Headline US retails sales advanced by 0.6% m/m, below consensus, while last month’s figure faced a downward revision (0.9% m/m from 1.2% m/m). Core sales disappointed as well. The retail control group sales, excluding food services, car dealers, building-material stores and gasoline stations and used as a proxy for consumption in GDP calculations, even declined by 0.1% m/m. The fizzling out of government support programme (end of July) and the receding effect of pent-up demand effect weighed on retail sales. That’s rather disappointing from a recovery point of view. Today’s other interesting eco release came from the UK. August inflation data slowed significantly, though less than feared. Headline and core CPI printed respectively at 0.2% y/y and 0.9% y/y. The government’s meal discount schemes and a sales tax cut for tourism and hospitality sectors was at play. The low inflation nevertheless adds to the BoE’s worries. The central bank meets tomorrow. Low inflation, the Covid-hit to the economy and rising hard brexit risks, suggests that the BoE will at least signal willingness to ease. Recent comments add to that dovish sentiment with BoE Governor Bailey for example saying that negative policy rates remain an option. The soft inflation and possible implications for the BoE are at odds with today’s remarkable sterling strength. Risk sentiment in theory plays in sterling’s disadvantage as well with main European indices around 0.5% weaker. EUR/GBP nevertheless reverses last week’s technical break through 0.8176/84.
News Headlines
In his first briefing as new Japanese prime minister, Suga said he’ll focus first on tackling the coronavirus and the country’s economic recovery. Suga added it’s his mission to continue the policies of the Abe government, dubbed Abenomics. He said he’ll put regulatory reforms at the center of his administration and wants to address Japan’s population decline by expanding childcare services, fertility treatments and enhanced paternity leave.

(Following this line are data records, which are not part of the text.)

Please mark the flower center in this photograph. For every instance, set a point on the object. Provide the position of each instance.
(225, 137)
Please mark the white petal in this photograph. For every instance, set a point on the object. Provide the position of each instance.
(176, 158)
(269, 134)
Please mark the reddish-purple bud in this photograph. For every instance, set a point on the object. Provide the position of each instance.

The EU stepped up its plans to fight the climate change by increasing its six-year-old emissions-cutting goal from 40% to 55% by 2030, Commission President Von der Leyen announced during her first state-of-the-union speech today. She also said the EU would issue €225bn euros of green bonds as part of its €750bn large rescue fund. That’s roughly equal to the amount green securities sold globally last year.
Canadian inflation unexpectedly fell -0.1% m/m in August. Yearly measures showed a stabilization at 0.1% . The Bank of Canada’s preferred core measures were broadly in line with consensus and varied between 1.5% y/y (common core CPI) and 1.9% (median core CPI). Elements weighing on price developments were food (-0.8% m/m) and transportation (-0.9%). Clothing (+1.5%) and personal care (+0.6%) were the main contributors.